Does he have a measure of the album’s qualities? “No, it’s the same as film – if you’re happy with what you’ve just created then that’s okay. Everybody knows that when anyone puts something creative out into the world, it’s gonna go one way or the other – people are gonna love it or they’re gonna hate it, and you’ll have people in the middle ground, too.”
You can never guess how it’s going to pan out, implies the genial Lynch.
"If you have done the best you can, and are happy with what you did, then it's a winning situation. Crazy Clown Time? I. Feel. Good. About. It."

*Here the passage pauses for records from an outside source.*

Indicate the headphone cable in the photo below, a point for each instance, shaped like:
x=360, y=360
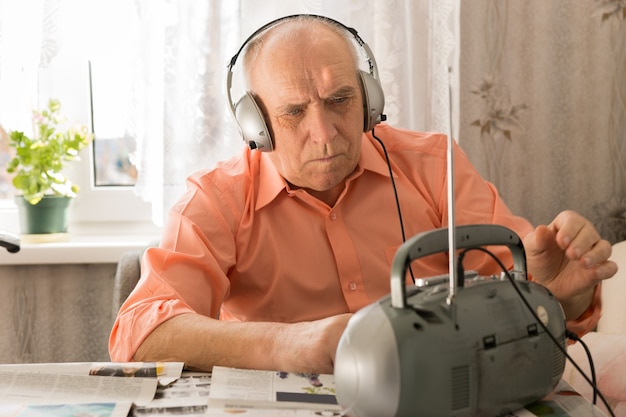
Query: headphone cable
x=395, y=193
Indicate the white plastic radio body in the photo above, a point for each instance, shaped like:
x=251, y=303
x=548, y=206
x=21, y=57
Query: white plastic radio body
x=415, y=353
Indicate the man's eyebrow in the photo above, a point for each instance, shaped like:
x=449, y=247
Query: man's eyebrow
x=343, y=92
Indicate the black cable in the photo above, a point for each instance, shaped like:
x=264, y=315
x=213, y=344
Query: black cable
x=395, y=193
x=573, y=336
x=543, y=326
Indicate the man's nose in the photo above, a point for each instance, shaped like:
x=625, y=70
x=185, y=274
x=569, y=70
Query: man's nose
x=321, y=124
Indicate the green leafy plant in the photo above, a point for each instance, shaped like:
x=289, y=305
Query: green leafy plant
x=39, y=162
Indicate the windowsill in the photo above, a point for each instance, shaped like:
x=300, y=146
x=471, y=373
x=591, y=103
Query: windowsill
x=84, y=244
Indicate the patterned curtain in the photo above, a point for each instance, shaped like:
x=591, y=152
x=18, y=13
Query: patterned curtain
x=543, y=93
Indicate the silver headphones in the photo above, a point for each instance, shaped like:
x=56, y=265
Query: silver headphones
x=249, y=117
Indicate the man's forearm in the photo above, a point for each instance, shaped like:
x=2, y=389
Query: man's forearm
x=202, y=342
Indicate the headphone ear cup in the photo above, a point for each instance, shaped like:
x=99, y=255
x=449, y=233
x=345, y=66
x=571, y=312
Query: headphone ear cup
x=252, y=124
x=373, y=101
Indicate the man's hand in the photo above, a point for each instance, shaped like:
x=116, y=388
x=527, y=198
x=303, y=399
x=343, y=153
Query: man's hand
x=570, y=258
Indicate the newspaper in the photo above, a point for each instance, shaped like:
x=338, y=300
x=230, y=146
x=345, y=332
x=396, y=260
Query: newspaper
x=81, y=388
x=265, y=393
x=235, y=390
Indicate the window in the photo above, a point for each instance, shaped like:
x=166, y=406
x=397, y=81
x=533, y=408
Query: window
x=81, y=59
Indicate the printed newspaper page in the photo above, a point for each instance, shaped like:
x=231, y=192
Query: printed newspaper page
x=98, y=388
x=233, y=389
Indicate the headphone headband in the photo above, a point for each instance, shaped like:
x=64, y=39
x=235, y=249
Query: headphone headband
x=250, y=120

Crazy Clown Timeis released through Sunday Best/PIAS
LYNCH'S MOVIES IN MUSIC
ERASERHEAD (1977)
Almost as unsettling to listen to as the movie is to watch, you’d imagine that for a generation of alt.rock artists (including Autechre, Napalm Death and Radiohead) and record labels (including Warp and Ninja Tune) the soundtrack has been on careful if continuous rotation. The inclusion of snippets of Fats Waller’s organ playing adds a disquieting, carnivalesque air, while the freaky ambient music (devised by Lynch and sound editor Alan R Splet) with its hissing radiators, wheezing electronica, factory whistles and the piercing wails of a quadriplegic baby perfectly matches a film once described by Lynch as “a dream of dark and troubling things”.
BLUE VELVET (1986)
It was during the making of this controversial film that Lynch met up with composer Angelo Badalamenti. While the soundtrack (for which Lynch requested something reminiscent of Shostakovich) was completed after shooting, it is the use of retro pop ballads – notably Bobby Vinton's hit Blue Velvetand Roy Orbison's In Dreams(mimed by actor Dean Stockwell in a particularly sinister fashion) that stick in the mind as some of the weirdest aural-visual juxtapositions in contemporary cinema. This film also introduced singer Julee Cruise into Lynch's musical domain.
TWIN PEAKS (1990-92)
The unmistakable sounds of composer Angelo Badalamenti and singer Julee Cruise wafted out over the credits of Lynch's groundbreaking television series. According to Badalamenti, Lynch requested that the famed Laura Palmer Theme "should be "dark, brooding, haunting . . . ending with a climax that's slow and tears your heart out". In tandem with the oddness of the show (which concerned the murder of small town schoolgirl Palmer and the secrets she kept that lead to her death), was the eeriness of the music. The soundtrack to the series went on to become one of the most successful in television history, while Cruise's hit single, Falling, quickly became the epitome of the word "ethereal".
WILD AT HEART (1990)
The soundtrack to Lynch's ironic interpretation of the classic cinematic staple of the road movie features more diffuse strands of music: pure rock'n'roll (Gene Vincent's B-Bop-A-Lula), speed metal (Powermad's Slaughterhouse), swirling puffs of parallel-universe jazz (by Badalamenti), slicked-back pop (Chris Isaac's Wicked Game), garage-rock (Them's Baby Please Don't Go) and – perhaps oddest and most startling of all – Nicolas Cage rendering a lovely version of Elvis Presley's Love Me Tender. A divisive but impressive soundtrack to a movie described by Lynch as "insane, sick and twisted".